Un djihadiste plaide coupable devant la CPI

Le djihadiste malien Ahmad Al Faqi Al Mahdi, accusé d'avoir organisé et participé à la destruction des mausolées de Tombouctou, est poursuivi devant la Cour pénale internationale (CPI).

Le djihadiste malien Ahmad Al Faqi Al Mahdi, accusé d'avoir organisé et participé à la destruction des mausolées de Tombouctou, est poursuivi devant la Cour pénale internationale (CPI).

C’est une première à plusieurs niveaux pour la Cour pénale internationale (CPI) : il s’agit du premier procès d’un djihadiste présumé, ce dernier ayant plaidé coupable, chose inédite dans toute l’histoire du tribunal.

 

La destruction de patrimoine : un crime de guerre

L’histoire remonte à 2012 quand le groupe djihadiste Ansar Dine détruit quatorze mausolées à Tombouctou inscrits au patrimoine mondial de l’humanité. Ahmad Al Faqi Al Mahdi, accusé d’avoir dirigé et participé à l’opération, est poursuivi devant la CPI au titre de l’article 8 du Statut de Rome, qui considère comme un crime de guerre « le fait de diriger intentionnellement des attaques contre des bâtiments consacrés à la religion ou des monuments historiques pour autant que ces bâtiments ne soient pas des objectifs militaires ».

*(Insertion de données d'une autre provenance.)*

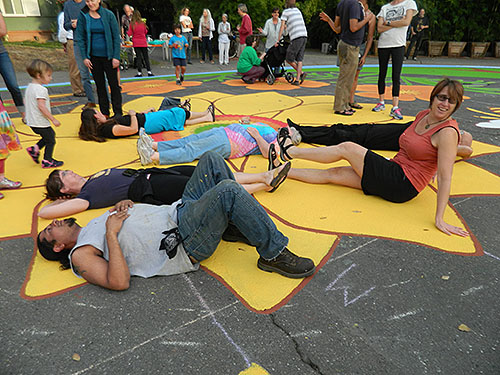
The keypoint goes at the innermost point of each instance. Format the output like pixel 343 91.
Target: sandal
pixel 280 177
pixel 283 136
pixel 355 105
pixel 272 156
pixel 211 109
pixel 345 112
pixel 186 104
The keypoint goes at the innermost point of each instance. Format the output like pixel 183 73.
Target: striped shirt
pixel 294 23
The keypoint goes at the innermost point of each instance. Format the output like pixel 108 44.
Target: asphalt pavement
pixel 377 307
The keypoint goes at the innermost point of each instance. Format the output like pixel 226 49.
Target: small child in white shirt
pixel 38 115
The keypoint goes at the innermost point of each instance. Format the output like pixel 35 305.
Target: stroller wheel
pixel 289 77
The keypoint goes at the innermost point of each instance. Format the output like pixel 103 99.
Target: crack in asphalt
pixel 303 356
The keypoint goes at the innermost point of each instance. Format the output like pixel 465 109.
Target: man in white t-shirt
pixel 296 27
pixel 392 24
pixel 146 241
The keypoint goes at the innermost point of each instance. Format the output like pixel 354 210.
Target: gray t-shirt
pixel 139 239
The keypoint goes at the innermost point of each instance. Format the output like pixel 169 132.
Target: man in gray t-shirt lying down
pixel 144 240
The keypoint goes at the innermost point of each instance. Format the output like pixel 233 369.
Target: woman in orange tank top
pixel 428 147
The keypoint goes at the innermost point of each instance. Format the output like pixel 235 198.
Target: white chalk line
pixel 352 251
pixel 205 305
pixel 312 332
pixel 130 350
pixel 491 255
pixel 35 332
pixel 181 343
pixel 347 302
pixel 404 315
pixel 474 289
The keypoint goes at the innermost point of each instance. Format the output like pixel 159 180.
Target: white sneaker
pixel 144 152
pixel 145 138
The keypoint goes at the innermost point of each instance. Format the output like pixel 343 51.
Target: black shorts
pixel 386 179
pixel 179 62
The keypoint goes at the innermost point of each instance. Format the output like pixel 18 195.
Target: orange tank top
pixel 417 156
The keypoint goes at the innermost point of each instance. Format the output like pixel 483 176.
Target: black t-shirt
pixel 106 188
pixel 417 24
pixel 106 130
pixel 347 10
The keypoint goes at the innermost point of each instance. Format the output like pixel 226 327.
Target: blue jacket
pixel 111 33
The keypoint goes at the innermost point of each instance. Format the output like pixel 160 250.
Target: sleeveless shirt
pixel 417 156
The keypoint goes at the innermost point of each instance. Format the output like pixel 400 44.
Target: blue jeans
pixel 187 149
pixel 211 199
pixel 84 73
pixel 9 76
pixel 189 37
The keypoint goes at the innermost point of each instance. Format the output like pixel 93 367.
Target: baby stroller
pixel 124 59
pixel 274 63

Pour le premier procès d’un djihadiste devant la CPI, les charges sont donc la destruction de patrimoine. Pour certains observateurs, c’est une déception : les chefs d’accusation ne sont pas suffisants. L’Association malienne des droits humains (AMDH) et la Fédération internationale des droits de l’homme (FIDH) demandent à ce que les charges soient élargies aux autres crimes infligés à la population durant l’occupation.

 

Le terrorisme exclu de la compétence de la CPI

Il y a plusieurs raisons pour lesquelles Ahmad Al Faqi Al Mahdi est jugé devant la CPI alors que d’autres djihadistes, ayant participé à des attentats, ne le sont pas. D’abord, le terrorisme n’est pas inscrit formellement dans les compétences de la Cour. En effet, celle-ci est qualifiée pour juger les crimes de guerre, contre l’humanité, de génocide et d’agression. Les actes de terrorisme sont exclus au motif qu’il n’existe pas de définition commune. En théorie, lorsqu’ils sont perpétrés en temps de guerre, ils entreraient de facto dans la compétence de la Cour, ce qui est aussi le cas s’ils entrent dans la catégorie de crime contre l’humanité. Cependant, la Cour pénale internationale est une juridiction complémentaire des tribunaux nationaux, et le terrorisme n’entrant pas formellement dans ses compétences, les sanctions sont le plus souvent laissées à l’appréciation des États. C’est pourquoi la Cour est compétente en ce qui concerne cette affaire, car elle ne juge pas le terrorisme, mais la destruction de patrimoine, un crime de guerre.

 

Deux solutions à envisager 

Cependant, comme Fatou Bensouda, procureur de la CPI l’a déclaré en 2015, cette dernière est incompétente pour poursuivre l’État Islamique quelle que soit la nature du crime : la Syrie et l’Irak n’ont pas ratifié le Statut de Rome. Or, la juridiction ne peut poursuivre que les ressortissants d’un des 123 pays ayant signé le Statut, le Mali par exemple, pays d’origine d’Ahmad Al Faqi Al Mahdi.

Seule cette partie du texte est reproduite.